Opera by Richard Wagner
Professional production
This six-hour production was a magnificent finale to the Queensland Music Festival, and the audience in the Concert Hall gave it a rousing standing ovation, which was thoroughly deserved.
It took 140 years from its first performance in Munich, but at last Brisbane has experienced Tristan und Isolde in three acts, albeit in a concert version.
Wagner’s tragic romantic tale is set in the legendary Celtic world of the early middle ages. The familiar story opens with Isolde (Lisa Gasteen) being taken from Ireland on a boat commanded by Tristan (John Treleaven) to Cornwall where she is, against her will, to marry King Mark (Bruce Martin).
The mission of the Queensland Music Festival is “to deliver a music festival of international excellence accessible to Queenslanders from all walks of life”, and once again it has discharged its mission brilliantly. In this case, we had the special pleasure of Queensland-born Lisa Gasteen performing. She is a regular guest at the Royal Opera House and Covent Garden in London, the Berlin Staatsoper, and the Metropolitan Opera in New York, but sadly, little seen and heard in Brisbane. Her strong, passionate, sustained performance made it a truly great homecoming. Conductor Richard Mills is also a Queenslander by birth, having been born and raised in Toowoomba. Mills has very strong connections to Brisbane and to the original Biennial Music Festivals set up by Premier and Arts Minister Wayne Goss in the early ’90s.
The Australian Youth Orchestra gave an inspired performance.
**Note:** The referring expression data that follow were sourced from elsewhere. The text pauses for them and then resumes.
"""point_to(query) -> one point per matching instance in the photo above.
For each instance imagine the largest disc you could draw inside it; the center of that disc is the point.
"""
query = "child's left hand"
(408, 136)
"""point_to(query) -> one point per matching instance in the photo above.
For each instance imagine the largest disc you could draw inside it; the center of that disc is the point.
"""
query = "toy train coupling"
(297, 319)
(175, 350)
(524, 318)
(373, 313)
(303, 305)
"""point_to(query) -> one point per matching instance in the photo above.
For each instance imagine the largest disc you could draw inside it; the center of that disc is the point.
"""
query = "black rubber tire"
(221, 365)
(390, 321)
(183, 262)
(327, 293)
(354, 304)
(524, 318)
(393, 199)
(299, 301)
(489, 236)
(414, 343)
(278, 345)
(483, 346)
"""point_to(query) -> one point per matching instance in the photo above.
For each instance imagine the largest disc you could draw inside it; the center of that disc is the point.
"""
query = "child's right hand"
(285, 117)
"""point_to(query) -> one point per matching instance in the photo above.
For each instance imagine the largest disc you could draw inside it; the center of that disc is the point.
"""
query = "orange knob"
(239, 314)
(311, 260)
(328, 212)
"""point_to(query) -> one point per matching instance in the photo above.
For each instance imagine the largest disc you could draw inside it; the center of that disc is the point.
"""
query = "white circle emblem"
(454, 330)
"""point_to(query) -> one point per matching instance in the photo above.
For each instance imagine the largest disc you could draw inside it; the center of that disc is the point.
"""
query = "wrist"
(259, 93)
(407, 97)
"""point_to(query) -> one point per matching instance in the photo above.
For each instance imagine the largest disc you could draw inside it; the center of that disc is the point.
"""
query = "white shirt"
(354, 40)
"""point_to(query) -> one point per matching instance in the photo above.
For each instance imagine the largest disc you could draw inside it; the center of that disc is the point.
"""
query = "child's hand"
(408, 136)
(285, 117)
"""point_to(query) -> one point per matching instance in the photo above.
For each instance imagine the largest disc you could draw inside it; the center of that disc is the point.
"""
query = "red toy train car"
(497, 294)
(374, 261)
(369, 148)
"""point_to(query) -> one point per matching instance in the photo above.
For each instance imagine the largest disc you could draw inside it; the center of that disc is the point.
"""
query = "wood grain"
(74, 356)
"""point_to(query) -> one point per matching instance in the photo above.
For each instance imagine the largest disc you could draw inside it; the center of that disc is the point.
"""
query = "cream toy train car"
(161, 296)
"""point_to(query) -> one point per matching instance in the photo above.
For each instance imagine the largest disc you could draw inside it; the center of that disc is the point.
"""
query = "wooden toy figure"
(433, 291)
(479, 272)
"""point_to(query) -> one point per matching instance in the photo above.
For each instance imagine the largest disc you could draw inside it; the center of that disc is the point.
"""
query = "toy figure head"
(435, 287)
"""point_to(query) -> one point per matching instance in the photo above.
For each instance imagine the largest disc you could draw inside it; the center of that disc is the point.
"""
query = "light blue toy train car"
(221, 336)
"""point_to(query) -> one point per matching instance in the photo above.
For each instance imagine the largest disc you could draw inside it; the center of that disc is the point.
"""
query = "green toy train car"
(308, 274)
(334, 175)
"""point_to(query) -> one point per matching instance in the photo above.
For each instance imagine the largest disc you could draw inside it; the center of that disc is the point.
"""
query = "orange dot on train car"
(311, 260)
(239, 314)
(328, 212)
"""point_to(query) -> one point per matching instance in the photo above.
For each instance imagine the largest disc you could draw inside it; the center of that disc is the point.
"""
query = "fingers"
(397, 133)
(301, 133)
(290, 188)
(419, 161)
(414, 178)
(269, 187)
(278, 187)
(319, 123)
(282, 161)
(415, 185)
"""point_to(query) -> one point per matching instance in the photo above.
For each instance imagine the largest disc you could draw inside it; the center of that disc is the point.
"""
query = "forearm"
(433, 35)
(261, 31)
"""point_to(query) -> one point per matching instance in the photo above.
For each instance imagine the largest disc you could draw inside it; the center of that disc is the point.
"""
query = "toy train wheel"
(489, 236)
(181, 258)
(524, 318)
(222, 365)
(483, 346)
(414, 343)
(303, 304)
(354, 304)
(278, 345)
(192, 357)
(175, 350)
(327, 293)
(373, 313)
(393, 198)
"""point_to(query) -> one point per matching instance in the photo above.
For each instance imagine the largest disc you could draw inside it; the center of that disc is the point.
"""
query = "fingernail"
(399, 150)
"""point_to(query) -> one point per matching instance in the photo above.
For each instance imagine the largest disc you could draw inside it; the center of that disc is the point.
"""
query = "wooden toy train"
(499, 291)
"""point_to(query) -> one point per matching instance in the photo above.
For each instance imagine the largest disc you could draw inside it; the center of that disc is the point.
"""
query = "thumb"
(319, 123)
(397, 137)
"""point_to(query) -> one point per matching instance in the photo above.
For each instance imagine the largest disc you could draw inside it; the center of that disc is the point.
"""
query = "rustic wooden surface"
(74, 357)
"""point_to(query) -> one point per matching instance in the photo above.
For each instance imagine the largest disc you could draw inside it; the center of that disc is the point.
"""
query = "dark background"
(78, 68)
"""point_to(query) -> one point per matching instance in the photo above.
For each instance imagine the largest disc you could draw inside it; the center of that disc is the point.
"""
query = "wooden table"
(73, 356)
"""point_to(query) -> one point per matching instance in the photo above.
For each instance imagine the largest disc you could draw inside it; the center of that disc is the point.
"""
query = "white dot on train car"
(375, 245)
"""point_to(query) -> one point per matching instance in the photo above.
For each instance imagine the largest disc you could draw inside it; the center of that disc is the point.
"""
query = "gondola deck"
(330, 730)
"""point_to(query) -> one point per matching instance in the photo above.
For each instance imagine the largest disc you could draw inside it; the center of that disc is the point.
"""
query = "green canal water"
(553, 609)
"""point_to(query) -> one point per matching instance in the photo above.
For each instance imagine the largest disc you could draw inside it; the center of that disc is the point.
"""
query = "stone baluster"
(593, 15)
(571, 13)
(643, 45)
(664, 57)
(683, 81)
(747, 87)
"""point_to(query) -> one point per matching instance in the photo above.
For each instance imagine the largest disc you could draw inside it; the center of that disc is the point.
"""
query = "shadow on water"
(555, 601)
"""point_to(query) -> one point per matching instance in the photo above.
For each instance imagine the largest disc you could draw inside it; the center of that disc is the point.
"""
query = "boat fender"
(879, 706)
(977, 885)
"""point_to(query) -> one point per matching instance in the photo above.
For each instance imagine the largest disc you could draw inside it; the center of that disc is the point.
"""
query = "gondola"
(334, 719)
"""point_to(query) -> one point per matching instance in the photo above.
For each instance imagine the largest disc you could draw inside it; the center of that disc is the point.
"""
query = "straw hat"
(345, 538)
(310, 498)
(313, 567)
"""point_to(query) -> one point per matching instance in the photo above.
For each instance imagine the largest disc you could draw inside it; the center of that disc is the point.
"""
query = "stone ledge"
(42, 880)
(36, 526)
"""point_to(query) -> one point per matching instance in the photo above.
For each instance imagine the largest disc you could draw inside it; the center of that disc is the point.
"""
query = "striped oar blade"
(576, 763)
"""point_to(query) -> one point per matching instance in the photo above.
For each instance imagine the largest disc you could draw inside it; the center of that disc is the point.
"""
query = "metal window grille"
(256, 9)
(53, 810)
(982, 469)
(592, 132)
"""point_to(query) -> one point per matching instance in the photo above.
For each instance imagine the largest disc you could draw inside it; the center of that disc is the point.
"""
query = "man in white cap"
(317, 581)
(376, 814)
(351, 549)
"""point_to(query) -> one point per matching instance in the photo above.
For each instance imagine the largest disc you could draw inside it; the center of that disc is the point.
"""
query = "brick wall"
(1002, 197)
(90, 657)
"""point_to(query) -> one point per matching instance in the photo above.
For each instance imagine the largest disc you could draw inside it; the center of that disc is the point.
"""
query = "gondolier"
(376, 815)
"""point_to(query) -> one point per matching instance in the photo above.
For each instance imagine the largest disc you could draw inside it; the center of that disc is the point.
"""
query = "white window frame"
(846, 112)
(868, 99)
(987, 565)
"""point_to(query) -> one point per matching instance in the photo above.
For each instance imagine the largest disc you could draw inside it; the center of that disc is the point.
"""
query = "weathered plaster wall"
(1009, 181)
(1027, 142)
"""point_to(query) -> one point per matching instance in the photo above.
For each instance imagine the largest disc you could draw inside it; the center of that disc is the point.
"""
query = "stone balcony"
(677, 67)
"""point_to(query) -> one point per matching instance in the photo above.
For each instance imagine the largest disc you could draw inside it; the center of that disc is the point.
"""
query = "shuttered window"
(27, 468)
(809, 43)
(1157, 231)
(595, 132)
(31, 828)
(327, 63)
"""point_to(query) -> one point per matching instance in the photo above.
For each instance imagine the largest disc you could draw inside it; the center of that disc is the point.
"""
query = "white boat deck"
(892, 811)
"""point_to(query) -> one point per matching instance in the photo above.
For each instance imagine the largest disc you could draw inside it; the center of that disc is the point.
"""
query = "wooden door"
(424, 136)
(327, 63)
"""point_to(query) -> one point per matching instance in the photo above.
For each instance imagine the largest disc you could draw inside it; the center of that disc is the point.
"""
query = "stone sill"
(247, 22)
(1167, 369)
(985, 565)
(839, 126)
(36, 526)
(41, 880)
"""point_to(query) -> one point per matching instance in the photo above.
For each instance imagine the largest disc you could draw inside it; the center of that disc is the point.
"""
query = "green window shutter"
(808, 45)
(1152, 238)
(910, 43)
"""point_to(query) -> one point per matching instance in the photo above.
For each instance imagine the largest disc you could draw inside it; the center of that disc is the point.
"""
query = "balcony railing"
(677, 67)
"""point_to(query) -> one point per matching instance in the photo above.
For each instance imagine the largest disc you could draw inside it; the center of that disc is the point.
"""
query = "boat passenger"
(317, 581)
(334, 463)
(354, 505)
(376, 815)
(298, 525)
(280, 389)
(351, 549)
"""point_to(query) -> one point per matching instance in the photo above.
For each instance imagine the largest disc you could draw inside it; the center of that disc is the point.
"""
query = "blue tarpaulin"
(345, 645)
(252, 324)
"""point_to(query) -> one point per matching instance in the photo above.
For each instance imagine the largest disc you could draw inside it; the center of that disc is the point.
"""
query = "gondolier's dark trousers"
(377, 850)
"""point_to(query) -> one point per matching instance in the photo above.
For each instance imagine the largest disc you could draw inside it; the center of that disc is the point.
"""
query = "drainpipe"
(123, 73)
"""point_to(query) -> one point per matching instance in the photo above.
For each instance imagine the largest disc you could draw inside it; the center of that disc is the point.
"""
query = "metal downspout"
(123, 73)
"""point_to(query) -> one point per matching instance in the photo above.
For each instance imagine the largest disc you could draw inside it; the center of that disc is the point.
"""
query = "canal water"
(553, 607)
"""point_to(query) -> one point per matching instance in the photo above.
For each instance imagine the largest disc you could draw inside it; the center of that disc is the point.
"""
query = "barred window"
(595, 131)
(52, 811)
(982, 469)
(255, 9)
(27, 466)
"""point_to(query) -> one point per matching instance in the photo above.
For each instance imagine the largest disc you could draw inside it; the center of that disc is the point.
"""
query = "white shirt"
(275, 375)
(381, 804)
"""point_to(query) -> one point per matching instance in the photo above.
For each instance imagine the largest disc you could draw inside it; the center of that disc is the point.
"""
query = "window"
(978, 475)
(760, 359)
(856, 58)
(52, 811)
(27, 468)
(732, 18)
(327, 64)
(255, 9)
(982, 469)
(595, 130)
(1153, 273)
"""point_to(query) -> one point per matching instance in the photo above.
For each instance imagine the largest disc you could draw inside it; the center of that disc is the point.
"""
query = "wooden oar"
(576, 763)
Thirty percent of these gifted young musicians come from Queensland, including Dale Barltrop, concertmaster, who returned from the USA for this performance.
But it was not a performance for the faint-hearted. It went from 5pm to 11pm with two intervals including a dinner break, yet the music and drama remained gripping throughout.
It is not easy for the singers to convey the breadth of operatic drama in a concert version, which lacks costumes and sets, but Lisa Gasteen and John Treleaven did so superbly. Gasteen showed the whole gamut of emotions from thundering rage to the tenderest of love, and her magnificent performance illustrated the reasons why she has become one of the world’s foremost interpreters of the Wagner/Strauss heroines.
Wagner was heavily influenced by the writings of German philosopher Arthur Schopenhauer who wrote of the illusory nature of the world, as we perceive it, with its inevitable frustration and pain. The tortured lovers seek refuge in night and death “O come down knight of love,” they sing. “Make me forget I live.’’
In a contemporary world of suicide bombers, this 19th century glorification of death has a double edge. Can we surrender to the dark side in pursuit of romanticism?